Keldron Agent — GPU Monitoring with Risk Intelligence
1. Overview
Keldron Agent is a vendor-neutral GPU monitoring agent that runs locally and exposes real-time telemetry and risk scores via a Prometheus endpoint. It supports Apple Silicon (M1–M5), NVIDIA consumer GPUs (RTX 3090/4090/5090), NVIDIA datacenter (H100/B200), AMD GPUs, and any Linux machine.
Dual mode: Use the local agent on localhost:9100 for fast, real-time, single-device queries (works offline). Use Keldron Cloud (https://api.keldron.ai) for fleet overview, historical telemetry, analytics, and proactive fleet monitoring when an API key is configured.
No sudo required on any platform for the agent binary. On Linux, Docker may require sudo or membership in the docker group — see Docker post-install or rootless Docker if you hit permission errors.
Use this skill when the user wants to:
- Monitor GPU temperature, power, utilization, or memory
- Get risk assessments for their GPU
- Track power costs
- Set up alerts or watch a fleet (via cloud polling)
- Open the real dashboard (local or cloud)
- Ask fleet, history, or analytics questions
Mode detection (run at the start of an interaction)
Field names differ by endpoint — see Cloud API field names before writing jq filters.
# Check 1: Is the local agent running?
LOCAL_AGENT=$(curl -sf localhost:9100/healthz 2>/dev/null | jq -r '.status' 2>/dev/null)

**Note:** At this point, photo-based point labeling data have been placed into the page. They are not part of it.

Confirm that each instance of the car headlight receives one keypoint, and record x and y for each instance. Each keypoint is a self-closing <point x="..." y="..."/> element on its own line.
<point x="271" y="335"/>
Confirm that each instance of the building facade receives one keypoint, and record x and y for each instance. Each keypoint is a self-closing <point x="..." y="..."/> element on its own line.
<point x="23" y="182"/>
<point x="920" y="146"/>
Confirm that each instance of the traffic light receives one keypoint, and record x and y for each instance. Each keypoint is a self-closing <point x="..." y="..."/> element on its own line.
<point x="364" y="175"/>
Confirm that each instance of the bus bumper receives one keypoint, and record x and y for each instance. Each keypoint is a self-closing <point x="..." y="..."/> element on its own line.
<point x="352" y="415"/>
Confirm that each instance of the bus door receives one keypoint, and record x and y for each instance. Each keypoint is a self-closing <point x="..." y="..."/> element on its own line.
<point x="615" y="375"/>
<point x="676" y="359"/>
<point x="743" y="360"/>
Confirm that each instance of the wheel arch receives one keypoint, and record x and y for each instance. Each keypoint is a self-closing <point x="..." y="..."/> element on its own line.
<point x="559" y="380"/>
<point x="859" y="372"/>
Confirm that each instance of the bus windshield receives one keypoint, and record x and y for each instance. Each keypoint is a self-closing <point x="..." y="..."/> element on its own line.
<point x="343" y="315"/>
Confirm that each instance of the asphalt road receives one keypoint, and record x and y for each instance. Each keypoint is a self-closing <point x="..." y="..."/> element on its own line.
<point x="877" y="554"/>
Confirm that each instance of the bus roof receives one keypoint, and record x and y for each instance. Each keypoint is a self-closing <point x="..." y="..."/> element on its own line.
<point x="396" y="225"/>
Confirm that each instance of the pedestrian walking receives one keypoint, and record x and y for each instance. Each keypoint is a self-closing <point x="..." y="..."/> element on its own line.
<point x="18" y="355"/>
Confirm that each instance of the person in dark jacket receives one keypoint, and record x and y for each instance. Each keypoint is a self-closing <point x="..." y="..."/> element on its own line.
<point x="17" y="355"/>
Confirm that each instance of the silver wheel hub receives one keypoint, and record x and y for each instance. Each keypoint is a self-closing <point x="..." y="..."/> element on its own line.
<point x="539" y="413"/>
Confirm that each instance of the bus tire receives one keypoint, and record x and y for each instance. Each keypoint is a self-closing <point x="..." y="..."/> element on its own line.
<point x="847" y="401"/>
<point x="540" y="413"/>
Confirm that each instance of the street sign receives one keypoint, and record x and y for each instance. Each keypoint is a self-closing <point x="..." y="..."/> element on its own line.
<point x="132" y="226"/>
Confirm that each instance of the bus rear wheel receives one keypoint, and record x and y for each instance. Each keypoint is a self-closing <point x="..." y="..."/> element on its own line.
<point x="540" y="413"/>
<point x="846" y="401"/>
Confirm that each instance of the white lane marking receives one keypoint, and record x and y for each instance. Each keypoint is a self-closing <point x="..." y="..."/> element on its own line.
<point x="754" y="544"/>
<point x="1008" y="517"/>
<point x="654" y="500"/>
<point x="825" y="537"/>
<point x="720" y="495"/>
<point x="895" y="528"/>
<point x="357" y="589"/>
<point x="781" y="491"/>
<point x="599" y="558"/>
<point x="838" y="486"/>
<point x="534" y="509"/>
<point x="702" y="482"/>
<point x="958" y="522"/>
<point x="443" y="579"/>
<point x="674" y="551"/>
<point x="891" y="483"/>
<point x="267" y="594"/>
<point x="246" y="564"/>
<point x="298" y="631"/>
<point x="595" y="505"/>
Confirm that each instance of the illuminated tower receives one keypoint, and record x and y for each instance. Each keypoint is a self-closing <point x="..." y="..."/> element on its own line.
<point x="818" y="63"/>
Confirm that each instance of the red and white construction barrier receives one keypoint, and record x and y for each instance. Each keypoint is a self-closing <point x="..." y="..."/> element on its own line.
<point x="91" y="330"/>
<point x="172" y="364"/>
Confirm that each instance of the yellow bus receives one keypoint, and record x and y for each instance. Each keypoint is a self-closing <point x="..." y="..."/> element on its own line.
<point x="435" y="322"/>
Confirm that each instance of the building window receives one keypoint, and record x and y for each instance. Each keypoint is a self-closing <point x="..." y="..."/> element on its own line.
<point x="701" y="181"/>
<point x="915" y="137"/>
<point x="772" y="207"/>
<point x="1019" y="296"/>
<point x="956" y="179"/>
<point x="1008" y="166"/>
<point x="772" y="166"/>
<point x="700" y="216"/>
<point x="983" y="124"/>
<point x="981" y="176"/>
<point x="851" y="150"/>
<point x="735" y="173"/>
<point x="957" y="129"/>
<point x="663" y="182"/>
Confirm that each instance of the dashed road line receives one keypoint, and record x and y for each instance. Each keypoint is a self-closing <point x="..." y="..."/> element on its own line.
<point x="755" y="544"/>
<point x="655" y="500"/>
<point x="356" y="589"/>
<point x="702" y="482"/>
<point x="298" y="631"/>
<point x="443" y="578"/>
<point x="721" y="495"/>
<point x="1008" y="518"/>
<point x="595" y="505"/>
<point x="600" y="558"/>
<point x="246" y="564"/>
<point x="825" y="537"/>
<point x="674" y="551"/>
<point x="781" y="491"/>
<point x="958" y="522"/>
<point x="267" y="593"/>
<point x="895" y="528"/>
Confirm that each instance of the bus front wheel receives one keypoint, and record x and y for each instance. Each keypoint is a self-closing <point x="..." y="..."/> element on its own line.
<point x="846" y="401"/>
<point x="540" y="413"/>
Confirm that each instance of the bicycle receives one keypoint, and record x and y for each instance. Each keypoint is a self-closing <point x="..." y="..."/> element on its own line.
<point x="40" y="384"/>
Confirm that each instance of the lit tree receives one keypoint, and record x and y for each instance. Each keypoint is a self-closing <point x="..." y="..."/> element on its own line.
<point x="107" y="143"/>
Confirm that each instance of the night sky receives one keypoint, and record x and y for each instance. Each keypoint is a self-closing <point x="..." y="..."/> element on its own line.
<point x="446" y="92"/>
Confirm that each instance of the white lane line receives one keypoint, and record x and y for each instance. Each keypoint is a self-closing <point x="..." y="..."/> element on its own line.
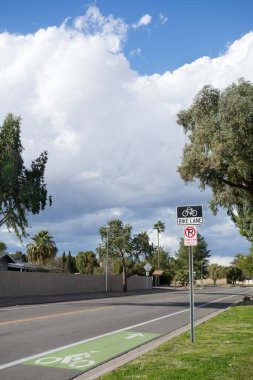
<point x="20" y="361"/>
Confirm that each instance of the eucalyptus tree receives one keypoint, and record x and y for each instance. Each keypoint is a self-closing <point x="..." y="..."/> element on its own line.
<point x="43" y="249"/>
<point x="22" y="190"/>
<point x="159" y="227"/>
<point x="86" y="262"/>
<point x="119" y="244"/>
<point x="219" y="125"/>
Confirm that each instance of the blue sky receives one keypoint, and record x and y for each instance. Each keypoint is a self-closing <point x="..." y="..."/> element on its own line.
<point x="181" y="31"/>
<point x="99" y="84"/>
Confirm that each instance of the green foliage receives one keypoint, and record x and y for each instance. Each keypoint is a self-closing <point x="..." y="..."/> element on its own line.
<point x="119" y="244"/>
<point x="43" y="249"/>
<point x="219" y="154"/>
<point x="245" y="264"/>
<point x="18" y="255"/>
<point x="86" y="262"/>
<point x="141" y="248"/>
<point x="70" y="264"/>
<point x="3" y="246"/>
<point x="181" y="277"/>
<point x="234" y="274"/>
<point x="159" y="227"/>
<point x="22" y="191"/>
<point x="215" y="272"/>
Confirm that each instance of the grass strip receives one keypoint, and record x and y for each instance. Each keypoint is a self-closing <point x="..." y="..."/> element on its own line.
<point x="223" y="350"/>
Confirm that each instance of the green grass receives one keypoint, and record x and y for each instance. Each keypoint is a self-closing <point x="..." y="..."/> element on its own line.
<point x="223" y="351"/>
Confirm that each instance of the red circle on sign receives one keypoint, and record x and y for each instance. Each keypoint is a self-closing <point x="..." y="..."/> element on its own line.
<point x="190" y="232"/>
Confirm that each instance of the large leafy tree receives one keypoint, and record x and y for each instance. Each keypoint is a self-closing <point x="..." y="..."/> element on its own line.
<point x="22" y="190"/>
<point x="86" y="262"/>
<point x="43" y="249"/>
<point x="119" y="244"/>
<point x="219" y="154"/>
<point x="159" y="227"/>
<point x="3" y="246"/>
<point x="141" y="247"/>
<point x="245" y="264"/>
<point x="70" y="264"/>
<point x="216" y="272"/>
<point x="201" y="253"/>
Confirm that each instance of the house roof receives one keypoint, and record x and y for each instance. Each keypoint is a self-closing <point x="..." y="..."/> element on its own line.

# Check 2: Is cloud configured? (env → ~/.keldron/credentials from login → YAML)
CLOUD_KEY="${KELDRON_CLOUD_API_KEY:-}"
CLOUD_ENDPOINT=""
if [ -z "$CLOUD_KEY" ] && [ -f ~/.keldron/credentials ] && command -v jq &>/dev/null; then
CLOUD_KEY=$(jq -r '.api_key // ""' ~/.keldron/credentials 2>/dev/null)
CLOUD_ENDPOINT=$(jq -r '.endpoint // ""' ~/.keldron/credentials 2>/dev/null)
fi
if [ -z "$CLOUD_KEY" ]; then
if command -v yq &>/dev/null; then
CLOUD_KEY=$(yq '.cloud.api_key // ""' ~/.config/keldron/keldron-agent.yaml 2>/dev/null)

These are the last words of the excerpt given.